Restent les conséquences pour chacun étant entendu que sans un rebondissement de campagne la Gauche est éliminée du premier tour de la présidentielle.  

Taubira a déjà bravé l’interdit en 2002, provoquant avec Chevènement l’élimination de Jospin. Elle peut tenter de rallier, par « la pression ou la dynamique » (pour reprendre la confidence de Christian Paul à Ouest France), Anne Hidalgo et Jadot. 

Mais tout le monde semble résister à ladite pression et la dynamique n’est pas là, en tout cas dans les sondages. Dans ces conditions, le ticket d'entrée Taubira sera-t-il valable au-delà du 15 janvier? 60 jours pour trouver 500 signatures, sans le PS ou les écologistes cela semble compliqué. Être une candidate en plus ou à la place de Montebourg ne clarifie pas le sujet.

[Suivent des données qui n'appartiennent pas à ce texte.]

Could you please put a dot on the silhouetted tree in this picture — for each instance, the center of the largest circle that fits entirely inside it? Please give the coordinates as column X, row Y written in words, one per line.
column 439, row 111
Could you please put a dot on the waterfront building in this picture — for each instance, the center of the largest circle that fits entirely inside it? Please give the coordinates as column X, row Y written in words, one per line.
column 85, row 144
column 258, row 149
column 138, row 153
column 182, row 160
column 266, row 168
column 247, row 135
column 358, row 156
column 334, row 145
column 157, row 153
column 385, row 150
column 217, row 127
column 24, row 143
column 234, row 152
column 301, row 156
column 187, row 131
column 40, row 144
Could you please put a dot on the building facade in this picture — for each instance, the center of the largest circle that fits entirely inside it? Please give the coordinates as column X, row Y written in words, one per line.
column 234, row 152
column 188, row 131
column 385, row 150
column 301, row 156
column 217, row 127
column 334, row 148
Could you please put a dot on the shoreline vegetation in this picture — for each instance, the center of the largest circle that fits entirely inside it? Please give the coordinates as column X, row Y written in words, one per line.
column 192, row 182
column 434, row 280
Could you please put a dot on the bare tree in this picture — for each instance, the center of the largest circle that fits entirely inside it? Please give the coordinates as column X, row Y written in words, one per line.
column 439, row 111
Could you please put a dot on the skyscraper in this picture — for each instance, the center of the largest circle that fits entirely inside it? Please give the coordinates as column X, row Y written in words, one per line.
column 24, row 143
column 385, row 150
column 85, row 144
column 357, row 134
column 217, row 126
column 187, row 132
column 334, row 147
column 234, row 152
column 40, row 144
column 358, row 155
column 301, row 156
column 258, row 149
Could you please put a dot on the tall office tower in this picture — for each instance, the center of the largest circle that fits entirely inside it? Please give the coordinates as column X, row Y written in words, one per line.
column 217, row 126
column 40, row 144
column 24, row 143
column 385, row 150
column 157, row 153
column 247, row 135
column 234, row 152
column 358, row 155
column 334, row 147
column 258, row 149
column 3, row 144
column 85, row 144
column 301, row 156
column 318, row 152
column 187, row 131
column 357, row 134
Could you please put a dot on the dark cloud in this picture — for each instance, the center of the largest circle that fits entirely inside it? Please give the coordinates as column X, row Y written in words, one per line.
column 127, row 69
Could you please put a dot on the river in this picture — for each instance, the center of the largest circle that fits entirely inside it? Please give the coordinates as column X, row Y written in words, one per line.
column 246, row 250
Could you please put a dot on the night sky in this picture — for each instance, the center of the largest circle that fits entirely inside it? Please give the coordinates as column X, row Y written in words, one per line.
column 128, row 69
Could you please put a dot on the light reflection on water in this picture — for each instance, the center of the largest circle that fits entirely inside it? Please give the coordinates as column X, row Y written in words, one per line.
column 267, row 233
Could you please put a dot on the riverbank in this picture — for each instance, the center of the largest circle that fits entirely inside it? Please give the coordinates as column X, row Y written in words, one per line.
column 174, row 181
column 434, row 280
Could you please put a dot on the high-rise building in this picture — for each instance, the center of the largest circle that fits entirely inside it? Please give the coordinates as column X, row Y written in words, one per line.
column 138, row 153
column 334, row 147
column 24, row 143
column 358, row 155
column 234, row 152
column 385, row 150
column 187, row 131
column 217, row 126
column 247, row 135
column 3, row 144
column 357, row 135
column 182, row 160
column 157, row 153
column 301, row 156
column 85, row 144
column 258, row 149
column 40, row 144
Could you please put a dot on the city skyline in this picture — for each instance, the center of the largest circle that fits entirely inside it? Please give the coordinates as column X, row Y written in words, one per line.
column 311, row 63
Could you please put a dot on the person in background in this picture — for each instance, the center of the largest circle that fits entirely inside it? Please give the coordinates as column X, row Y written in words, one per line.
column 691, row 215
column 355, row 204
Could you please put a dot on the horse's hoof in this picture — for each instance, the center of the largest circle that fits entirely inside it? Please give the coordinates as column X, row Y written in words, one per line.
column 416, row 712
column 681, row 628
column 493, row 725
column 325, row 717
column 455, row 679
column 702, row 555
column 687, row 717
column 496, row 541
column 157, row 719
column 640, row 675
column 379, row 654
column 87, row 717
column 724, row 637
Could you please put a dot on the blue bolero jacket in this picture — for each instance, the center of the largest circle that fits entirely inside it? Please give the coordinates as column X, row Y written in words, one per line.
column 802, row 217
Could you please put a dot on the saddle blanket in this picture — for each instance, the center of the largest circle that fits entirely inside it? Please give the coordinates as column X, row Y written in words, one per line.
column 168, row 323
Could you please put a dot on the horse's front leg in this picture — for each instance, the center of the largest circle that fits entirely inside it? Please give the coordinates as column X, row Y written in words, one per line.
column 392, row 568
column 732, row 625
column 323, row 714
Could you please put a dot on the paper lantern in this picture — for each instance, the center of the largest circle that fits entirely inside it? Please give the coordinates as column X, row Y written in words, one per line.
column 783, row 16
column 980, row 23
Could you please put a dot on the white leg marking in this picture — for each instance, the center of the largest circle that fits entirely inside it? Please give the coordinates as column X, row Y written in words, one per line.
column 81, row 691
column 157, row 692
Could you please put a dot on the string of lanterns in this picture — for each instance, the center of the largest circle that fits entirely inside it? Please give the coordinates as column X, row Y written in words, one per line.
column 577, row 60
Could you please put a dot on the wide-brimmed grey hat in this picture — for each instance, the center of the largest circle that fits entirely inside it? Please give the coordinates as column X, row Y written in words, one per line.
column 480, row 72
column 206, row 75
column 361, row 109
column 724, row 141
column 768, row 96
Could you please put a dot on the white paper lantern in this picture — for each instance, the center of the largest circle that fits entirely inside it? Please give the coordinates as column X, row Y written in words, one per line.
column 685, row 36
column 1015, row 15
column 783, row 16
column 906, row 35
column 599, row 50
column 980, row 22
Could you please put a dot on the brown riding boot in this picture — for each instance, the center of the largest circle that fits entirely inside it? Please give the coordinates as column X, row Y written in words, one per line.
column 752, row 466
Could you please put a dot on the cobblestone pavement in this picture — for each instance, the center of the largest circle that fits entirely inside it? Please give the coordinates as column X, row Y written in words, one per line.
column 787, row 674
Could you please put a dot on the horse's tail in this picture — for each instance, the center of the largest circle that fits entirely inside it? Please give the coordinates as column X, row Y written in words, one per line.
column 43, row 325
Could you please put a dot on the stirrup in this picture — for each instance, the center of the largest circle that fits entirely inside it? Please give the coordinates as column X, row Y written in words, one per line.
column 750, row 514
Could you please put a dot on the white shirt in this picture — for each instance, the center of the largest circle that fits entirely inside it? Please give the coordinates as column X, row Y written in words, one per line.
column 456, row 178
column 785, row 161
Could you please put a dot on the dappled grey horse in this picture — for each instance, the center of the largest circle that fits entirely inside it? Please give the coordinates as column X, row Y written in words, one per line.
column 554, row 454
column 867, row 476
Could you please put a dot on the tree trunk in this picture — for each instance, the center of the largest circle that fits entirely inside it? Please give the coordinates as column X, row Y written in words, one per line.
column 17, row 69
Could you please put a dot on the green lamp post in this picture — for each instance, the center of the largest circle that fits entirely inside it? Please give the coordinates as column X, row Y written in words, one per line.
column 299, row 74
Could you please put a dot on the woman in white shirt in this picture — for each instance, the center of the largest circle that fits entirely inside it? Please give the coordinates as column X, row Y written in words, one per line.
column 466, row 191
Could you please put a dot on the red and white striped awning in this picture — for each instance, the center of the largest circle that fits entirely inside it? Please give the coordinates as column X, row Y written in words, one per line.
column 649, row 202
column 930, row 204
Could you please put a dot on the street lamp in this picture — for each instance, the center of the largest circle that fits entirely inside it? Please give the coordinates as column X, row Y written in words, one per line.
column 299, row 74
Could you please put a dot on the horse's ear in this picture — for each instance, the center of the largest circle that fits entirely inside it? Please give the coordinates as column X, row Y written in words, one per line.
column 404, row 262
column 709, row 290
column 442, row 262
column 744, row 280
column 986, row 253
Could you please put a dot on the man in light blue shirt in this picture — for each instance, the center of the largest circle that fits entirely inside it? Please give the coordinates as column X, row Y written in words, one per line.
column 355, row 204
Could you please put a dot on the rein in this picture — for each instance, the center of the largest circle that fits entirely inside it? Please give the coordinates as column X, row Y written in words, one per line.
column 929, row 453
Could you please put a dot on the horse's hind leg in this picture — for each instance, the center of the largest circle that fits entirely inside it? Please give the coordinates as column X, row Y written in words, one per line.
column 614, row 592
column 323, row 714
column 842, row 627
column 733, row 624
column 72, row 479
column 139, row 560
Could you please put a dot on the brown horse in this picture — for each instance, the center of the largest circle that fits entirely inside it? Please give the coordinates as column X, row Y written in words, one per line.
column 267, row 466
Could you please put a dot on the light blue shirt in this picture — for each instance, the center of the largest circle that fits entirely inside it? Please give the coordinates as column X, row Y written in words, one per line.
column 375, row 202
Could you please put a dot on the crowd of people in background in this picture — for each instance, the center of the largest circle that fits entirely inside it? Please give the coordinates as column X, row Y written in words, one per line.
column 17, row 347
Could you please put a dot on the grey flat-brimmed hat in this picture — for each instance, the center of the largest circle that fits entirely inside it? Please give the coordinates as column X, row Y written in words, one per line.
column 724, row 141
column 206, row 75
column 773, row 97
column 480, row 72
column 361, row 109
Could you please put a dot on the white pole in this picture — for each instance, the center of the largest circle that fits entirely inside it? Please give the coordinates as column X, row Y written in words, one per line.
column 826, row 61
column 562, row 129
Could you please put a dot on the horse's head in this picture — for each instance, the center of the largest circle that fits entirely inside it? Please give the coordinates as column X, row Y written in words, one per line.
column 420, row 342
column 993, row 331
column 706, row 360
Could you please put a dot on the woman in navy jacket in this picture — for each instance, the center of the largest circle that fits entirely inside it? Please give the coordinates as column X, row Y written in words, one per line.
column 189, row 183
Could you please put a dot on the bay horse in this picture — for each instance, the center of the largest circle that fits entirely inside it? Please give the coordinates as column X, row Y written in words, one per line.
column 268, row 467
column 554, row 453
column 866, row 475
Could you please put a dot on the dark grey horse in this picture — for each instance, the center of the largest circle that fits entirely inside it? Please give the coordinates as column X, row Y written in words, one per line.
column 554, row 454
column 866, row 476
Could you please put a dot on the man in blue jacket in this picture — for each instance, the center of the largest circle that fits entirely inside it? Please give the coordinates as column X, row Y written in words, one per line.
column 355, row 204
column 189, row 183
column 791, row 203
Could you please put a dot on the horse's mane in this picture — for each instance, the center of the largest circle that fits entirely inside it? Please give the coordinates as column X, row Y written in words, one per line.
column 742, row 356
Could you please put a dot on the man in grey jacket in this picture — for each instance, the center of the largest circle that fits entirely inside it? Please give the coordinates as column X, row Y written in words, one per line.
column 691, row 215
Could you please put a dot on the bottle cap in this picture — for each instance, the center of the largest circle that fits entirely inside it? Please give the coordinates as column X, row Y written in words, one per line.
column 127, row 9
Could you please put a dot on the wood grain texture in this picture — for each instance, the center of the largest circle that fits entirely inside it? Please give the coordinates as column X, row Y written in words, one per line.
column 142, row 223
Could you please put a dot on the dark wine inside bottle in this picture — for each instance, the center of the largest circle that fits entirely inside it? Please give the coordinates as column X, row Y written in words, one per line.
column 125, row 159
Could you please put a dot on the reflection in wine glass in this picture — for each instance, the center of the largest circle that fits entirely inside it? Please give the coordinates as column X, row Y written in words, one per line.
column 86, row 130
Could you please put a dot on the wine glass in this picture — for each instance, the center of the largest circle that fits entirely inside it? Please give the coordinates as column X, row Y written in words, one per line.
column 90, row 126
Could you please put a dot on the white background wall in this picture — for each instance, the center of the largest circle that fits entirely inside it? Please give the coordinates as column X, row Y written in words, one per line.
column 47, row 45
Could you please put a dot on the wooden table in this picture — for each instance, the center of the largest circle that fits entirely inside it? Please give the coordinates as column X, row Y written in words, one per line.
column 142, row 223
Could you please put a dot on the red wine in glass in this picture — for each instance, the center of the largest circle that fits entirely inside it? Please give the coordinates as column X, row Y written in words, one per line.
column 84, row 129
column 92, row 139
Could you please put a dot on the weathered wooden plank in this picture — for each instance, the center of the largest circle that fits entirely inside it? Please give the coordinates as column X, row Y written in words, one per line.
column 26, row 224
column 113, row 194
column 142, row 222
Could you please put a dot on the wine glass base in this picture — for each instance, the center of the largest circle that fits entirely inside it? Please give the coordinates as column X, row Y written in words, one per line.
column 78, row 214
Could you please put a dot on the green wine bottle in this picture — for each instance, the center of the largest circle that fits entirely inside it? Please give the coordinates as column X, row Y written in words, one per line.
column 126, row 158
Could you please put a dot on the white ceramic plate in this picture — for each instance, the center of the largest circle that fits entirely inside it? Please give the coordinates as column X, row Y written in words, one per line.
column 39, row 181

Quant aux moyens financiers le « on verra » de Guillaume Lacroix est déjà une réponse.  

Si Anne Hidalgo est la première à avoir envisagé la primaire pour imposer l’union, elle a été claire : pas question « de me retirer devant un homme » lorsqu’on évoquait son retrait derrière Jadot.  Et « pas question de me retirer derrière Taubira » lorsque celle-ci se fit pressante. Son orientation : « la primaire sinon rien » ne lui tient lieu de ligne de crête. La présentation de son programme le 11 janvier 2022, suivi de son meeting le 22 janvier sont là pour souligner cette volonté.  

Quelles seront les conséquences sur chaque acteur de cet échec de l’union annoncé ? Nul ne sait, malgré les souhaits et les spéculations des états-majors. En tout cas, la désunion ne va pas enrôler un électorat déjà passablement agacé.

Le « money time », comme on dit pour le dernier tiers temps au basket, aura lieu entre le 15 et le 30 janvier 2022, avec, à la clé, la certitude d'être éliminé au premier tour de la Présidentielle. 

La perspective d’être dans ces conditions le champion du petit bain ne sera pas une compensation car elle ne débouchera sur aucune recomposition.  

En attendant ce dénouement dans quelques jours, il faut bien mobiliser la Gauche contre ce qui reste quand même du facteur structurant de l’époque qui est la montée du nationalisme d’exclusion. Même si ce passeport est nécessaire mais pas suffisant, il faut déjà penser à la refondation de la Gauche et son pilier socialiste qui fait objectivement défaut à une candidature socialiste.

Tel est mon vœu en ce mois de janvier 2022 et ce à quoi je vais m’attacher. 

En attendant, recevez (vous êtes maintenant 25 000 à recevoir mes publications chaque semaine) mes meilleurs vœux.